What is best practice for overclocking / undervolting a 50xx in Linux?

foldinghomealone · Post by **foldinghomealone** » Thu Oct 09, 2025 7:02 am

Hi there,

I just managed to set up a FAH client in Xubuntu with my new 5080.

As I never used Linux before, how can I overclock and/or undervolt a 5080?
What is the best testing method as I don't want to dump too many WUs?

Thanks in advance

muziqaz · Post by **muziqaz** » Thu Oct 09, 2025 7:19 am

Best practice is to keep it how god (Jensen or Man in the jacket) intended. That way when things fail, you know it is not your hardware

Post by **Joe_H** » Thu Oct 09, 2025 4:12 pm

With the more recent GPUs experience is to let the firmware handle clocking and voltages. Control the GPU through setting power limits or thermal limits.

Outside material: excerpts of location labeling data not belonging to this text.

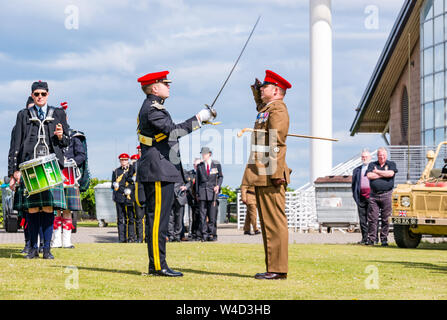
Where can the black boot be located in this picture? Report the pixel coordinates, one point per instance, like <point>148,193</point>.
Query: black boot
<point>27,248</point>
<point>41,247</point>
<point>33,253</point>
<point>47,253</point>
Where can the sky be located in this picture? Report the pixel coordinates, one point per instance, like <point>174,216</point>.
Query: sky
<point>91,53</point>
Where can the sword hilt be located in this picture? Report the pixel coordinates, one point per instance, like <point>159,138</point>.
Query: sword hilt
<point>212,110</point>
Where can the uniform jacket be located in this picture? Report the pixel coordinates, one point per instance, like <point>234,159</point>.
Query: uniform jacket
<point>75,149</point>
<point>124,179</point>
<point>248,194</point>
<point>268,149</point>
<point>138,194</point>
<point>205,184</point>
<point>24,137</point>
<point>161,161</point>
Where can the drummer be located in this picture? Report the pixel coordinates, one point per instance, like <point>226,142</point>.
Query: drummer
<point>24,139</point>
<point>75,153</point>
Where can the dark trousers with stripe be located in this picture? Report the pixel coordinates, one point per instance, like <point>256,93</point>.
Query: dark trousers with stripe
<point>159,200</point>
<point>125,222</point>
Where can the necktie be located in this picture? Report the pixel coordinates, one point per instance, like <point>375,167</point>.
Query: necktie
<point>40,115</point>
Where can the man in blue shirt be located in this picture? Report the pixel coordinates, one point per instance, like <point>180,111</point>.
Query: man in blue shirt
<point>381,179</point>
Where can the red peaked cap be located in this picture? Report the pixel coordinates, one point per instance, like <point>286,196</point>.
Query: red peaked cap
<point>276,79</point>
<point>151,78</point>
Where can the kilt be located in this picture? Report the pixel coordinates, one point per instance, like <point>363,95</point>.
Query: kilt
<point>54,197</point>
<point>73,198</point>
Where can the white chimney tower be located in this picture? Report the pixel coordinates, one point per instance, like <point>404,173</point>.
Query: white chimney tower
<point>320,87</point>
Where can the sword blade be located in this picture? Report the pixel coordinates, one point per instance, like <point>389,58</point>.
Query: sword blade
<point>235,64</point>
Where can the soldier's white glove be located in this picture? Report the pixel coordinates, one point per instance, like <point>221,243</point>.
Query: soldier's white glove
<point>205,115</point>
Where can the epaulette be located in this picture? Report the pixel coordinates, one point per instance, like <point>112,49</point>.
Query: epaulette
<point>157,105</point>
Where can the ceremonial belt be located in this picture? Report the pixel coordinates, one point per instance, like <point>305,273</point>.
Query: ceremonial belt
<point>260,148</point>
<point>148,141</point>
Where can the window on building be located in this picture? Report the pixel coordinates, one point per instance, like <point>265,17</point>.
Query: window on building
<point>433,43</point>
<point>404,115</point>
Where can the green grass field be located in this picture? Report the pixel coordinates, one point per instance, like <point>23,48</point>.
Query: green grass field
<point>225,271</point>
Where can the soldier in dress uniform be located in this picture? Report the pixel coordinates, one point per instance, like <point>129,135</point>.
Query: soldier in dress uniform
<point>268,172</point>
<point>193,206</point>
<point>122,183</point>
<point>208,184</point>
<point>26,146</point>
<point>160,166</point>
<point>139,200</point>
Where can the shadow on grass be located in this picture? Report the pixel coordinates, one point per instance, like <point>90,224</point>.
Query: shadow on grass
<point>202,272</point>
<point>105,239</point>
<point>11,253</point>
<point>418,265</point>
<point>130,272</point>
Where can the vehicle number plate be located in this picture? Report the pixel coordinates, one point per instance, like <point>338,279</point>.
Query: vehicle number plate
<point>405,221</point>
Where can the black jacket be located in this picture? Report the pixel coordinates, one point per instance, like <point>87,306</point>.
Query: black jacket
<point>356,177</point>
<point>205,184</point>
<point>125,182</point>
<point>24,137</point>
<point>161,161</point>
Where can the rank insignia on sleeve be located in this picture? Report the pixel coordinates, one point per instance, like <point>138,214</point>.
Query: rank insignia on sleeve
<point>155,104</point>
<point>262,117</point>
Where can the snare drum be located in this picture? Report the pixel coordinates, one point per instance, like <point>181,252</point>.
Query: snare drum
<point>41,174</point>
<point>71,173</point>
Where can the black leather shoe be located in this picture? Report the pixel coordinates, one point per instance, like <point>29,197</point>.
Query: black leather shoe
<point>33,253</point>
<point>47,254</point>
<point>166,273</point>
<point>271,276</point>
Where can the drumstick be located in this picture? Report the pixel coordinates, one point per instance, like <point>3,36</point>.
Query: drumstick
<point>240,133</point>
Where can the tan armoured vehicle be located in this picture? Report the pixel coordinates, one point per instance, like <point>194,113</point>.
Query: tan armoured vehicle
<point>421,208</point>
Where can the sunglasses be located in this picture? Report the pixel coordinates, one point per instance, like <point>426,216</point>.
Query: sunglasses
<point>43,94</point>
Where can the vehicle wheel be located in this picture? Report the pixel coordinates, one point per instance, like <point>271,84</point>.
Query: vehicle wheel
<point>405,238</point>
<point>11,224</point>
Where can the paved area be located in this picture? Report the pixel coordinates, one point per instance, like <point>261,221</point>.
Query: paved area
<point>226,234</point>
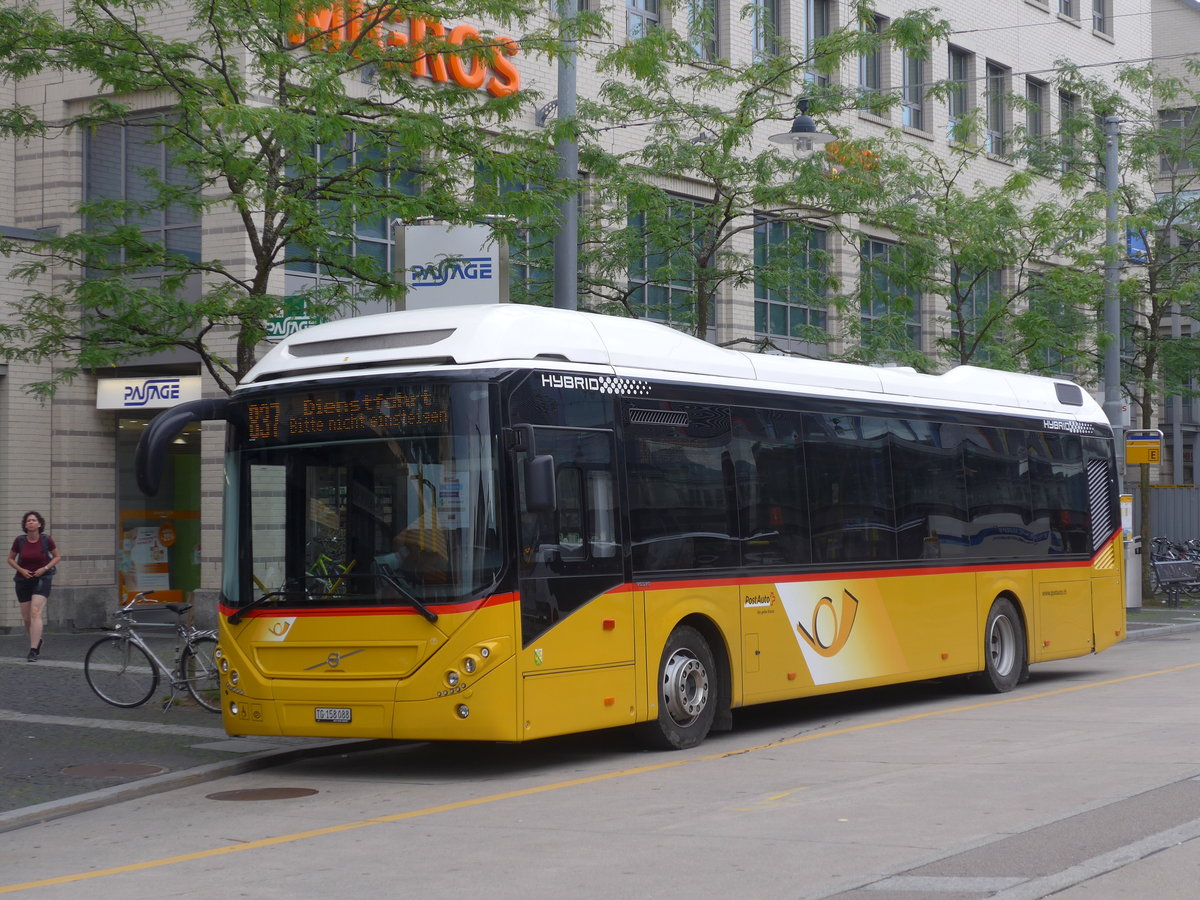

Albuquerquefx · Post by **Albuquerquefx** » Thu Oct 09, 2025 8:34 pm

Since the question is about how to undervolt + overclock, I'm going to answer the question rather than opine on the merits. This is gonna be long, I assume you're OK with reading.

If you're accustomed to a Windows-esque undervolt + overclock experience, you're in for a hard time. Getting a proper undervolt + overclock in Linux is a mostly command-line driven set of tasks. Also, to be really honest, I find the GPU load / stability testing methods available in Linux sorely lacking. Speaking only for me and my experience over the past decade or so, I much prefer to test the card's limits and stability within Windows, where I can run expanded GPU tests like Kombustor or 3DMark or the like. I also like how fine grained we can get with MSI Afterburner or Asus's GPU utility whatever it's called (can you tell I don't use it? heh...) Then I take good notes and move to Linux to implement those limits.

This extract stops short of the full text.